The Great Ocean Road is one of the most popular tourist attractions in Australia. Within this dramatic coastline resides the Twelve Apostles, rocky pillars that jut out from the unforgiving sea. Around 20 million years in the making, these spires apparently have been hiding a secret for some time.
As a new study in the Journal of Coastal Research reveals, five more pillars exist nearby, but it’s unlikely tourists will get to see them: They’re located 50 meters (164 feet) underwater. Unsurprisingly, these new columns are being referred to as the Drowned Apostles.
Despite originally being part of the same limestone cliff, the new 7-meter-high (23-foot-high) stacks are 6 kilometers (3.7 miles) away from the others. Like their more easily viewed cousins, these concealed pillars are made of limestone, an easily erodible rock type.
Tens of millions of years ago, the limestone cliffs along the Great Ocean Road began to be eroded by the action of the waves. Caves formed when the waves began to bore right into the base of the cliffs, and after a few more million years, these caves were somewhat sizable.
The computer-generated sonar images of the five drowned stacks. Rhiannon Bezore
At this point, the thin arches at the top of each of the caves collapsed, leaving the seaward-side wall standing on its own; this is known in geology as a stack. When the stack is chipped away by the hydraulic action of the waves until there’s only a bit left sticking out of the sea, it is known as a stump.
These five new limestone stacks, discovered during a high-resolution sonar survey in the area, are therefore quite odd. “Sea stacks are always eroding… so it is hugely surprising that any could be preserved at that depth of water,” said David Kennedy, an associate professor of coastal geomorphology from the University of Melbourne, in a statement. “They should have collapsed and eroded as the sea level rose.”
These five submerged columns – the first of their kind that researchers know of – would have formed in much the same way as those sticking out of the water. However, it’s unclear at present how they’ve managed to survive the 60,000 years they’ve been around for.
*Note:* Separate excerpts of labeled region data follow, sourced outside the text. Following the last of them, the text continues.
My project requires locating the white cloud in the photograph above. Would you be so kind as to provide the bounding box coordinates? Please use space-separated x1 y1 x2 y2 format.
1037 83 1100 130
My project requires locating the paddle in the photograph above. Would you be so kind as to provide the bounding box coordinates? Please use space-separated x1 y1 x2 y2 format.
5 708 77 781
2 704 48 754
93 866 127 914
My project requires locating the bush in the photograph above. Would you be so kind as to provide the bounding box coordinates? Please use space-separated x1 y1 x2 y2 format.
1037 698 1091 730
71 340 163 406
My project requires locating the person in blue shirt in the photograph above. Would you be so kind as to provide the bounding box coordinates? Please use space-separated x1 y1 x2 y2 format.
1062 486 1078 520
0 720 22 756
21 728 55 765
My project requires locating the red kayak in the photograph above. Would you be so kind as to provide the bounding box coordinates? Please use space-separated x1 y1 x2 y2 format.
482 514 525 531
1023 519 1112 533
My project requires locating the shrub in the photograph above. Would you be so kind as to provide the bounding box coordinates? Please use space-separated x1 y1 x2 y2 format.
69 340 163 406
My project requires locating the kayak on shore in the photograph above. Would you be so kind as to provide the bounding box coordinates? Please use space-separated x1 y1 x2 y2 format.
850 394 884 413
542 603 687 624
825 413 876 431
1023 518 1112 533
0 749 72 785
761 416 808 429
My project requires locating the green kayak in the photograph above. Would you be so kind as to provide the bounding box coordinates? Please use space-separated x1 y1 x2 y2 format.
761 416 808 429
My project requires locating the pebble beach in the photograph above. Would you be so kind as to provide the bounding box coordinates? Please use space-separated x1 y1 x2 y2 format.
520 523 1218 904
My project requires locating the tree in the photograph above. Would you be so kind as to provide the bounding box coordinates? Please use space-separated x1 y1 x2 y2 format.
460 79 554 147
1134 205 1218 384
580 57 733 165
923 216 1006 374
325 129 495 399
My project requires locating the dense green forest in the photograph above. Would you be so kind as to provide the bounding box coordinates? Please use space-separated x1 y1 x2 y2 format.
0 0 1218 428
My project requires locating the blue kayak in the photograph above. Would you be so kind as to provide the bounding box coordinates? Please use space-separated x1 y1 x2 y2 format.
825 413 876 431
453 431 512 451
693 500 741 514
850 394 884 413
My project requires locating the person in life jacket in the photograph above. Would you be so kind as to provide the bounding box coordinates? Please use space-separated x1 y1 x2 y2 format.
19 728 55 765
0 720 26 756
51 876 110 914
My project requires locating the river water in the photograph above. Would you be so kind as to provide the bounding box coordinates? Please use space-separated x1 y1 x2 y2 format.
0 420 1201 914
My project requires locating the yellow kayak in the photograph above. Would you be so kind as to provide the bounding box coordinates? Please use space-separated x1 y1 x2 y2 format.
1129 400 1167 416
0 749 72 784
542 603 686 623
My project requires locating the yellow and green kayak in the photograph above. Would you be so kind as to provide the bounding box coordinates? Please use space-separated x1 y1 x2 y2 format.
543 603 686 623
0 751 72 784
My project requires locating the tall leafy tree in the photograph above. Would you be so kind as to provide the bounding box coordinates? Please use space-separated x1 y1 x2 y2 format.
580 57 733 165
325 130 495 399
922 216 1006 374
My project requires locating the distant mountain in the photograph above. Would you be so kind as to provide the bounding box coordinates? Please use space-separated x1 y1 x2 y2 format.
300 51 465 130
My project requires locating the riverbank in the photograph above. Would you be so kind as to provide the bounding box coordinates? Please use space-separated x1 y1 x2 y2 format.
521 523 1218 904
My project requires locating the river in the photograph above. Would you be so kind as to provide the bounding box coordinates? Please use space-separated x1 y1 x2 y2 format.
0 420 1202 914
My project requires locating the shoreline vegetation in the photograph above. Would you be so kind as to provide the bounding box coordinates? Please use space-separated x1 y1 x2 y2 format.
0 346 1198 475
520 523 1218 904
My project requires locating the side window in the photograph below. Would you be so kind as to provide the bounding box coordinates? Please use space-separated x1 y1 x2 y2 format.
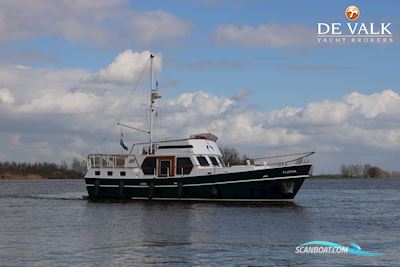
197 157 210 166
176 158 193 174
218 157 226 167
141 158 156 174
210 157 219 167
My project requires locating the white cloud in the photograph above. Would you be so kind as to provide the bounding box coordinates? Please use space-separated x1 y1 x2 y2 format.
17 92 101 114
214 24 315 48
0 88 15 104
96 49 162 84
0 0 191 46
0 50 400 174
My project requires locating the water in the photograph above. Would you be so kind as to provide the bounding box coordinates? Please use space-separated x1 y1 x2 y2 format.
0 179 400 266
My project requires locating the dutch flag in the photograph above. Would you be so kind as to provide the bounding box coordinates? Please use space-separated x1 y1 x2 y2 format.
119 130 128 150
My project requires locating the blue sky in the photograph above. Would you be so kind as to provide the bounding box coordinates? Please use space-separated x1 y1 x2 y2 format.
0 0 400 172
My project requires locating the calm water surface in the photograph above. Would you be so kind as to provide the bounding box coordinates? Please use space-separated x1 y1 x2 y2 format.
0 179 400 266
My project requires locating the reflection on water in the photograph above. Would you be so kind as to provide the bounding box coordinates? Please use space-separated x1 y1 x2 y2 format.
0 179 400 266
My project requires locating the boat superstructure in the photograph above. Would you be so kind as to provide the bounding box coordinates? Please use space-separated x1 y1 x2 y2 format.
85 56 314 201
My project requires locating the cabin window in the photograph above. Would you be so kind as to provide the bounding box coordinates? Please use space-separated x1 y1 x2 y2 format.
217 157 226 167
141 158 156 174
197 157 210 166
160 160 171 177
210 157 219 167
176 158 193 174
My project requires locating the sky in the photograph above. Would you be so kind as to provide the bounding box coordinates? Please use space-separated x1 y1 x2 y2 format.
0 0 400 173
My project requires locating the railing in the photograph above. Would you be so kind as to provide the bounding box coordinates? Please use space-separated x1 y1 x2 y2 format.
252 151 315 166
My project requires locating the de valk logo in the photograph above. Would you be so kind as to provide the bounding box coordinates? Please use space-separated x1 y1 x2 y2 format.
317 5 393 44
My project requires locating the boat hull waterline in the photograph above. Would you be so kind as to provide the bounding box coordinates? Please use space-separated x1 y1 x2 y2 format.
85 164 312 202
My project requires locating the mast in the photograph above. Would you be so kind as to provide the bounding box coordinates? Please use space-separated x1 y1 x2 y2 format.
149 54 161 154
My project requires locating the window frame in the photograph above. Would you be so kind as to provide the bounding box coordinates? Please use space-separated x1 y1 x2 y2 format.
196 156 210 167
176 157 194 175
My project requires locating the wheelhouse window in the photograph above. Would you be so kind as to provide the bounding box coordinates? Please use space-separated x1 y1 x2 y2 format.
141 158 156 174
217 157 226 167
210 157 219 167
197 157 210 166
176 158 193 174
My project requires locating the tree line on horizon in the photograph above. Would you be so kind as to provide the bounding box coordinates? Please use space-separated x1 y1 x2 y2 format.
0 158 86 179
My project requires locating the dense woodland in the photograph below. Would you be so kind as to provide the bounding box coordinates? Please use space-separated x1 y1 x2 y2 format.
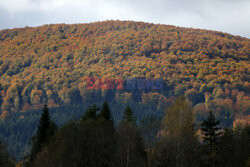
0 21 250 121
0 21 250 166
0 97 250 167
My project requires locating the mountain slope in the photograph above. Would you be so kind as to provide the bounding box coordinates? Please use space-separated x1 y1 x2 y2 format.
0 21 250 120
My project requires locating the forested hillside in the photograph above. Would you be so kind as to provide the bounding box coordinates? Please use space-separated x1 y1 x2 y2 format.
0 21 250 125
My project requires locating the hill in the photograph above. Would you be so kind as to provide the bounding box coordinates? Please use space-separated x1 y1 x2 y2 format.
0 21 250 125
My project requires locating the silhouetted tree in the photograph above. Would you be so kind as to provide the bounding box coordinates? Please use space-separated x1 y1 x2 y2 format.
28 105 57 162
122 106 136 125
201 111 222 167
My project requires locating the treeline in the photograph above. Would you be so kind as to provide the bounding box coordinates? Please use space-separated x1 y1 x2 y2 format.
0 21 250 122
19 97 250 167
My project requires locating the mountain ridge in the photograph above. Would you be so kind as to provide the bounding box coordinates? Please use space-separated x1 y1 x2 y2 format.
0 21 250 123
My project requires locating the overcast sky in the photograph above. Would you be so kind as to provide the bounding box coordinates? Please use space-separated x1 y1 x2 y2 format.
0 0 250 38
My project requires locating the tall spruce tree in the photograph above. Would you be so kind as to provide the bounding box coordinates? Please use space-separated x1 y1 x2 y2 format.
117 106 147 167
201 111 221 146
122 106 136 125
100 101 113 124
154 96 199 167
29 105 56 162
201 111 222 167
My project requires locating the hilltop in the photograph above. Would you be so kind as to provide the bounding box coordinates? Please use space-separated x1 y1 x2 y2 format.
0 21 250 123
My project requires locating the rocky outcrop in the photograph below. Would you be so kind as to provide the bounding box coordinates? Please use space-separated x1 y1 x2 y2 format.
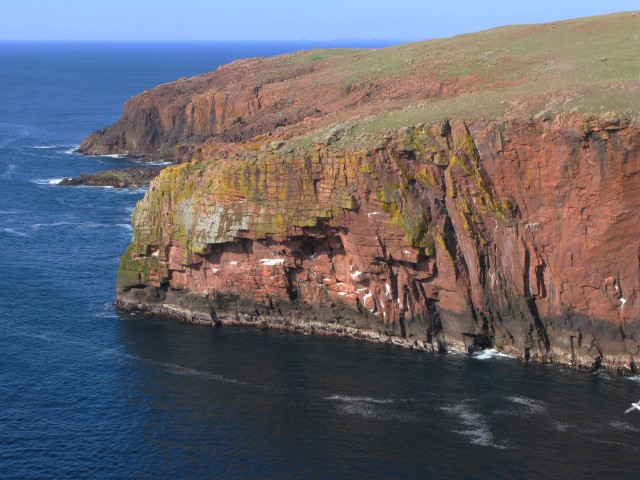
87 10 640 373
118 114 640 372
60 166 165 188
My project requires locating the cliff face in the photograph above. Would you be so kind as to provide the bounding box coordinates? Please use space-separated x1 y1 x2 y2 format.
89 10 640 372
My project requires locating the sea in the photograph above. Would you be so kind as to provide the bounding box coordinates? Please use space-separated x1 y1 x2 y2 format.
0 42 640 480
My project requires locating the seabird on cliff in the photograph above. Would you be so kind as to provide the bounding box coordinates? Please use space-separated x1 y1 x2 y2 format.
624 400 640 413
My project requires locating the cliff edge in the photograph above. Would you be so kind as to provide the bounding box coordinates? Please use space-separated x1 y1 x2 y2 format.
89 13 640 372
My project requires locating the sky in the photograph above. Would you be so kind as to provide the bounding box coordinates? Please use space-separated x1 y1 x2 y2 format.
0 0 640 41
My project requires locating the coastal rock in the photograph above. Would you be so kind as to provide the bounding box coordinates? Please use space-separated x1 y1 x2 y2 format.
60 166 165 188
83 10 640 373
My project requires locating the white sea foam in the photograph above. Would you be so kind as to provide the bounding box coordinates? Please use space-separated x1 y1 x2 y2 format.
442 403 509 450
507 396 547 414
0 163 18 177
31 220 73 230
471 348 516 360
0 228 29 237
326 395 394 403
609 420 640 433
144 160 173 167
64 145 80 155
552 420 571 433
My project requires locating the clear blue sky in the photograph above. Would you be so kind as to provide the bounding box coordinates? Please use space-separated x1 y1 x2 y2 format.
0 0 640 40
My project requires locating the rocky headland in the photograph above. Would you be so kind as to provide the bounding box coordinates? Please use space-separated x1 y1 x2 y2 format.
81 12 640 373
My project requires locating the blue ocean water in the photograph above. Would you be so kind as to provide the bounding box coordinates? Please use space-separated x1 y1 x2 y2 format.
0 44 640 479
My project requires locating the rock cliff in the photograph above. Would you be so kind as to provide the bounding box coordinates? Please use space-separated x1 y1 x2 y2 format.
91 13 640 372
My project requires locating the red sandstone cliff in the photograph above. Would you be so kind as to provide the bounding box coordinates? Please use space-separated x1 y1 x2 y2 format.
83 14 640 371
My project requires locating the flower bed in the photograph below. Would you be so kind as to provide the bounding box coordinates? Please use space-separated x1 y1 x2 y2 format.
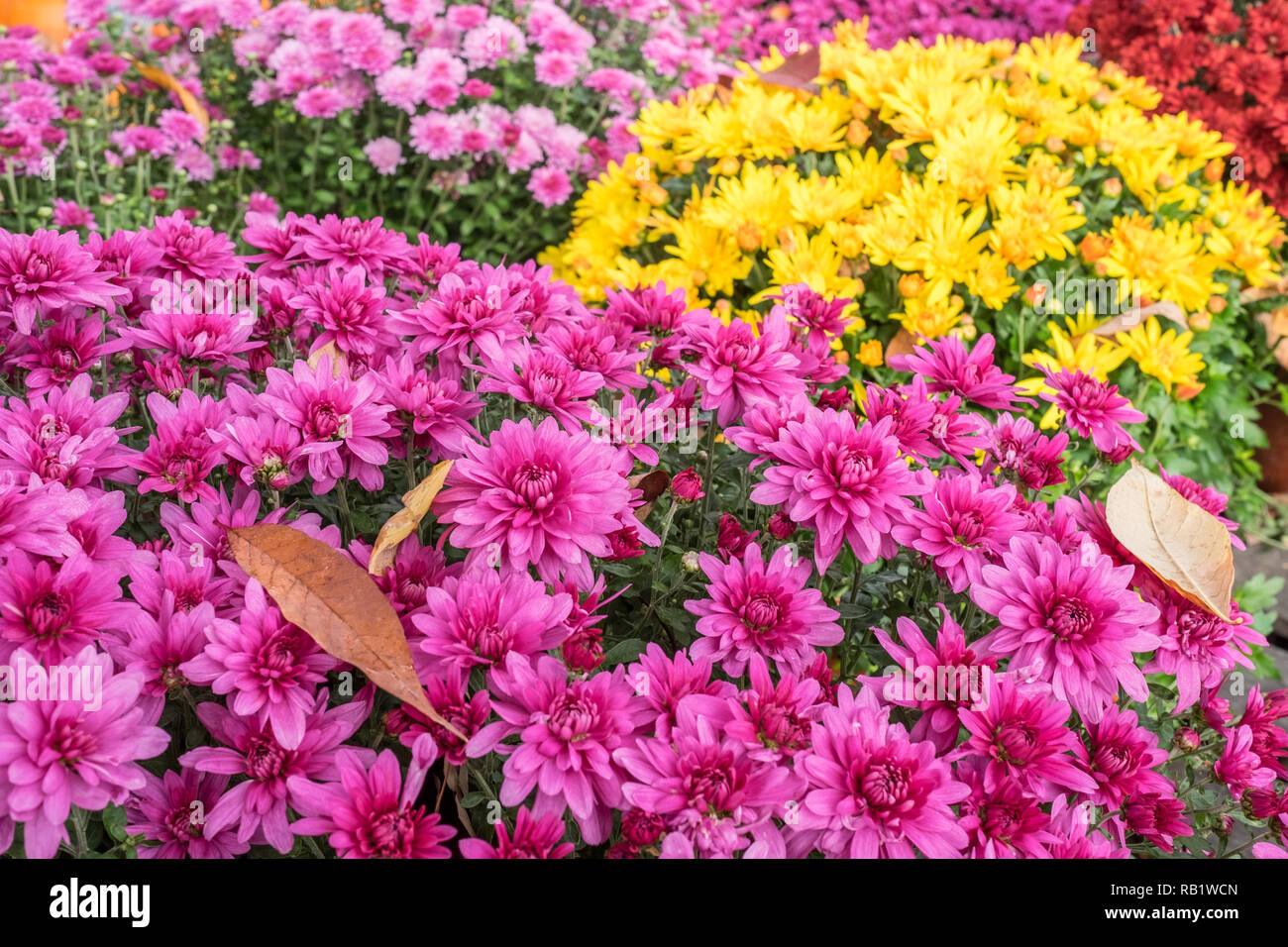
541 27 1283 530
0 206 1288 858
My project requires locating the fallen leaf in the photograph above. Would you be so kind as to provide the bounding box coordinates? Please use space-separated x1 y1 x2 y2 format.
308 342 349 377
1105 462 1234 621
1091 300 1190 338
228 523 465 740
756 47 820 93
368 460 452 576
626 471 671 502
126 56 210 130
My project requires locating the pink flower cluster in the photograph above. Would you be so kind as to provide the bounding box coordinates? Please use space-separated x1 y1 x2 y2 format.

One possibility is that the sea level rose so quickly at the end of the last ice age 20,000 to 10,000 years ago that it simply rose above them; this meant that powerful surface waves couldn’t spend time eroding them.
Either way, it’s unlikely that the Twelve Apostles will become the Seventeen Apostles. For one thing, there are actually only eight of them visible, ranging from 30 to 67 meters (98.5 to 220 feet) high. There were nine to begin with, but one of them suddenly collapsed into the ocean in 2005.
Local authorities are adamant that there are in fact only seven true apostles still standing. With these new five drowned stacks, perhaps there really are twelve apostles after all.